Quand Robert Charlebois se produit en spectacle, tout le monde est payé. Le chanteur touche la part sur laquelle il s'est entendu avec son producteur, lequel vend le show à des diffuseurs qui, à leur tour, vendent des billets pour remplir leurs salles.

Indépendamment de l'achalandage, les musiciens et les techniciens sont rémunérés au taux négocié par leur syndicat; guichetiers et placiers - ils ne sont pas syndiqués partout - sont payés correctement, on l'espère; et les barmen arrondissent leurs fins de soirée avec les pourboires... en souhaitant toujours qu'il y ait un entracte.
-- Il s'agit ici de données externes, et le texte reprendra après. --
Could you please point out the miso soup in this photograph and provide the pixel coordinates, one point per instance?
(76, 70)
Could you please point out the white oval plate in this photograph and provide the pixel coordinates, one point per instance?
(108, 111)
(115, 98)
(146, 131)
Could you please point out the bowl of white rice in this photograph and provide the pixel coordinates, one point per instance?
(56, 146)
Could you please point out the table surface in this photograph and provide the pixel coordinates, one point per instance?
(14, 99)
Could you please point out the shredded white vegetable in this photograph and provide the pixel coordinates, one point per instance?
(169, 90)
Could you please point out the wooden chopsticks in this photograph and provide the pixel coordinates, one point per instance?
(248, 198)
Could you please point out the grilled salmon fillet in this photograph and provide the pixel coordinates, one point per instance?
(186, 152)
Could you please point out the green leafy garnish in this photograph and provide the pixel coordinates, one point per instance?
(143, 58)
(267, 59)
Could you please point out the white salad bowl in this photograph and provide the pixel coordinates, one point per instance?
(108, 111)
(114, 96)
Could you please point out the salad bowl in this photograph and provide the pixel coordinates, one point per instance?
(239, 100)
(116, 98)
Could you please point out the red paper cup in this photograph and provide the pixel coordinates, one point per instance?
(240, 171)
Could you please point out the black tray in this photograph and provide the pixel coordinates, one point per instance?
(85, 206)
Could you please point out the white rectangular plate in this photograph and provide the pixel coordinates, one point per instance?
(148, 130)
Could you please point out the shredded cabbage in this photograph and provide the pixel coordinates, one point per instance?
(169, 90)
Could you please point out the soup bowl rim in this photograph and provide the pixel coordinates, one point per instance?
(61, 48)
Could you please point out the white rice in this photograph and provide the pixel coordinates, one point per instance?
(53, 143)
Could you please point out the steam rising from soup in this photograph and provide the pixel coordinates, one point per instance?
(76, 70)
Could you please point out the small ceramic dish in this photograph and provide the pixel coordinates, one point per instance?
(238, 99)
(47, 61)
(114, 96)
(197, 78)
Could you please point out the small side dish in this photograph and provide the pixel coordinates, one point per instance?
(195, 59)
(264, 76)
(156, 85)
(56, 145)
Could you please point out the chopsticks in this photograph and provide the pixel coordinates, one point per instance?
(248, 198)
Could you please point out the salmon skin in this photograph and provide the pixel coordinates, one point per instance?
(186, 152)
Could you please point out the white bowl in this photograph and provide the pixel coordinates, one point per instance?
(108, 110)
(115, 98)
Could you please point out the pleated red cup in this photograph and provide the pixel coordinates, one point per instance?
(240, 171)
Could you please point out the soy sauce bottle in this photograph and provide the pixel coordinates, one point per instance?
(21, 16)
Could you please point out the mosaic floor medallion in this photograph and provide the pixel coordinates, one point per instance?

Quand Marie-Mai - quadruple lauréate du Félix de l'interprète féminine de l'année - lance un nouveau CD, sa maison de disques et son distributeur peuvent suivre l'évolution des ventes à la minute près. Tant pour les CD «physiques» en magasins que pour les téléchargements sur internet. Marché contrôlé: tout le monde est payé.

Par les soins d'un organisme comme la SOCAN, le parolier Nelson Minville et le compositeur Marc Dupré touchent des droits d'auteur chaque fois que leur chanson Comme on attend le printemps tourne à la radio. Et ce hit de Jérôme Couture - l'interprète est toujours en avant - a assez tourné pour se retrouver dans la liste des cinq chansons les plus populaires de la dernière année, la semaine dernière au gala de la Société des auteurs et compositeurs du Canada.

Robert Charlebois et Luc Plamondon sont allés y chercher leur trophée pour la chanson Moi, Tarzan, toi, Jane, arrivée au statut de «Classique de la SOCAN» pour avoir tourné 25 000 fois à la radio depuis que le duo l'a composée pour la pièce de théâtre de Janette Bertrand en 1981.

«Moi, j'ai toujours gagné ma vie avec les shows», a lancé Robert Charlebois l'interprète, avant de laisser entendre que, dans le nouvel univers numérique, les affaires n'allaient pas si bien pour Robert Charlebois le compositeur. Ni pour Luc Plamondon le parolier, qui avait «quelques chiffres» à communiquer à l'assemblée.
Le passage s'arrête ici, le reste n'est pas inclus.